Reports that the junta is forming its own militias, recalling veterans and giving military training to the spouses and children of service personnel all suggest that the generals are worried.

The Tatmadaw is currently facing armed resistance from anything up to 250 loosely organised local defence groups, urban resistance cells and ethnic armed organisations (EAO). Many, but not all, claim membership of the shadow National Unity Government’s People’s Defence Force (PDF). Estimates vary widely, but there could be about 25,000 active members of the various militias and resistance groups, and a further 30,000-35,000 in the relevant EAOs. 

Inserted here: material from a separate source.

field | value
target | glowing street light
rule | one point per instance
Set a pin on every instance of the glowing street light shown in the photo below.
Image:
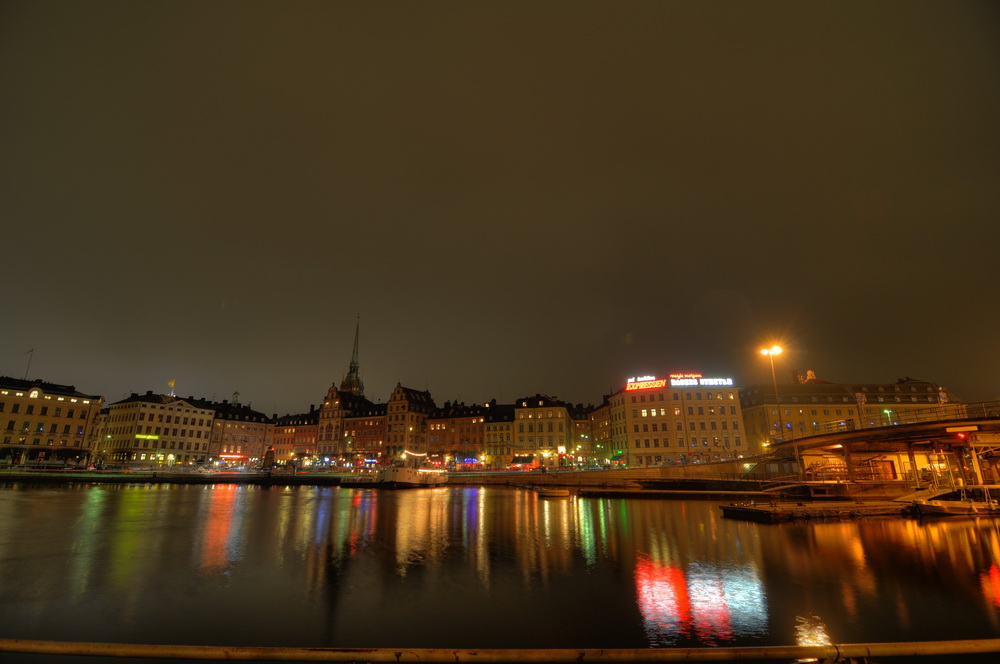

As several observers have noted, however, a simplistic comparison of the estimated number of combatants on the two sides is not a valid basis on which to assess their respective combat capabilities. A serious assessment of the balance of forces requires an analysis of their organisational structures, training regimes, weapons inventories, intelligence and resupply capabilities, leadership, morale and so on. 

With such factors in mind, the Tatmadaw is still the most effective fighting force in Myanmar. However, it is clearly stretched thinly and is facing a number of major challenges. 

The Tatmadaw has been on active operations since the coup, without any respite. Morale is reportedly low. There seems to have been more than 2,500 defections (although not all were from front-line units). Reports that the junta is forming its own militias, recalling veterans and giving military training to the spouses and children of service personnel all suggest that the generals are worried. Bizarrely, the junta is even considering the introduction of conscription to boost its numbers.

These days, armed resistance groups are having a greater influence on the overall strategic situation. The PDF’s organisation, weapons holdings and combat skills seem to be improving, albeit slowly. Reports of Tatmadaw casualties are probably inflated, but there is little doubt the number is growing. Should the PDF receive significant external aid, in terms of funds, arms and expertise, then the Tatmadaw’s position would become even more difficult.

All that said, both sides are fighting multiple conflicts, on multiple fronts. Neither seems to have the ability to deliver a knock-out blow. Unless something unforeseen happens to tip the scales one way or another, the civil war in Myanmar seems destined to drag on for some time, with no decisive result. The casualties among both combatants and non-combatants will continue to mount. In 2022, as in 2021, it seems that there will be few good numbers.